A musical prodigy, Worrell began playing piano at the age of 3, and studied music at Julliard and the New England Conservatory Of Music. In the 1970s, he made the acquaintance of George Clinton, leader of doo-wop group The Parliaments, kicking off a musical collaboration that would come to define the sound of American funk. Touring and playing with the group (known as Parliament, Parliament-Funkadelic, P-Funk, and a number of different names) for the next decade, Worrell contributed his skills, both as a pianist and keyboard player, and as a songwriter, to the band’s musical legacy.
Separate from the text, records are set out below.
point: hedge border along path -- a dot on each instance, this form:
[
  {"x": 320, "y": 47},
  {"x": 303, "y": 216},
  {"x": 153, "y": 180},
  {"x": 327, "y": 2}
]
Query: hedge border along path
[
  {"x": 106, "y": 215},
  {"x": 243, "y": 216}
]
An avid explorer of electronic instruments, Worrell was one of the first people to get his hands on one of Bob Moog’s famous synthesizers, which he helped popularize with 1977’s “Flash Light.”
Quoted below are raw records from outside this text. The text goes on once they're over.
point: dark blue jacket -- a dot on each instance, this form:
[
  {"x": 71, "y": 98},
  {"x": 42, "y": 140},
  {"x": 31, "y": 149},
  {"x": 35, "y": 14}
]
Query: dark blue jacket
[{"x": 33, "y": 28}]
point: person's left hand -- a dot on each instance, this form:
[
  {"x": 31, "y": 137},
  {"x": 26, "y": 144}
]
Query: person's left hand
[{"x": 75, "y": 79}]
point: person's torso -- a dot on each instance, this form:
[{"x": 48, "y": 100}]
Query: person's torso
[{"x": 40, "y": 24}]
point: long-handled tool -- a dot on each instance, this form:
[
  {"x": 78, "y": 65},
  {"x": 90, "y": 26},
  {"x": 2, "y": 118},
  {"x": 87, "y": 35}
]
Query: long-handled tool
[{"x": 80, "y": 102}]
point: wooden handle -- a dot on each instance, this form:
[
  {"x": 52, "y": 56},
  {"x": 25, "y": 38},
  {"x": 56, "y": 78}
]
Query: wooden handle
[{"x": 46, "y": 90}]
As the years went on, Worrell’s musical influence extended beyond the world of Parliament and its associated acts, like Bootsy Collins’ Bootsy’s Rubber Band or The Brides Of Funkenstein (all of whom benefited from Worrell’s rhythm and piano arrangements). During a hiatus from Parliament in the 1980s, Worrell was recruited to contribute to a then-new project, the Talking Heads, which served to even further tighten the close links between funk and the new wave movement. Worrell never officially joined the David Byrne-fronted band, but he contributed parts and arrangements to many of the group’s most popular albums, and can be seen in Jonathan Demme’s concert film Stop Making Sense. (He also joined the band in 2002, when they were inducted into the Rock And Roll Hall Of Fame.)

Worrell continued to tour and record for the next 40 years, working with artists ranging from The B-52s’ Fred Schnieder, to Mos Def, to Les Claypool and guitarist Buckethead (for a supergroup operating under the name “Colonel Claypool’s Bucket of Bernie Brains,” which might be the most elaborately strange band name in a career that was absolutely full of them.) Worrell also played frequently with his own orchestra, releasing a dozen solo albums over the course of his long career.
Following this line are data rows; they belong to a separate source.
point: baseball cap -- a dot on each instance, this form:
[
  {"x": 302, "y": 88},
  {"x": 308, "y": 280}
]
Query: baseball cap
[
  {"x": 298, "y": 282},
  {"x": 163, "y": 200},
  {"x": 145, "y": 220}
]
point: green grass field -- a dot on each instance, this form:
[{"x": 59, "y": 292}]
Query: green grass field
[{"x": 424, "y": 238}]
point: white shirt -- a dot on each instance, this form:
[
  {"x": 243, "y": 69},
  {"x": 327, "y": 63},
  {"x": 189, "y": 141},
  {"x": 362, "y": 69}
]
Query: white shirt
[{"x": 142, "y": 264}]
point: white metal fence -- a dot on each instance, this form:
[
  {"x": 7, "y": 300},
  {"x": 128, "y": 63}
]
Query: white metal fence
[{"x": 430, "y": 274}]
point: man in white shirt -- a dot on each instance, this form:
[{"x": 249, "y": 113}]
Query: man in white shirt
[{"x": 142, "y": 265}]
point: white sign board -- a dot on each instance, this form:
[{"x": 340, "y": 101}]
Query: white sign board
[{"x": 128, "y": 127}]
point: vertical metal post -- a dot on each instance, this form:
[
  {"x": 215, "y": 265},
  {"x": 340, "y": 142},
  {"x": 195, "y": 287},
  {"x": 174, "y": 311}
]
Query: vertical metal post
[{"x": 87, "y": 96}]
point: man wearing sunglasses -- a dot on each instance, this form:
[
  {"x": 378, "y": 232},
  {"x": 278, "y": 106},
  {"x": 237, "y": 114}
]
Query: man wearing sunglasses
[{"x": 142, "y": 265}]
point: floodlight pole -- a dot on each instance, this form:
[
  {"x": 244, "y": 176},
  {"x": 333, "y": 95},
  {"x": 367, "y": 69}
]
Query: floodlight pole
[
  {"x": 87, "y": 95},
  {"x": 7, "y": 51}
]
Worrell continued to perform throughout the 2010s, throwing much of his energy behind the Khu.éex’ project, which attempts to adapt Tlingit music—traditionally performed by the native people of the Pacific Northwest—for modern audiences. He also reunited with Demme in 2015, appearing as himself in the director’s Meryl Streep vehicle Riki And The Flash. In early 2016, though, Worrell announced that he was suffering from stage-four lung cancer. Outporings of support from the musical community were swift in coming, with David Byrne and others organizing efforts to raise money to help cover his medical costs.

But while his influence stretched to almost every corner of the musical world, Worrell will probably best be remembered for his work with Parliament in the 1970s, where he helped to not just propagate the funk sound, but to define what the idea of “funk” even meant. His keyboard work on songs like “Mothership Connection” and “Aqua Boogie”—confident, experimental, and infused with an irresistible energy—underlined not just funk, but the world of R&B music and rock for decades yet to come.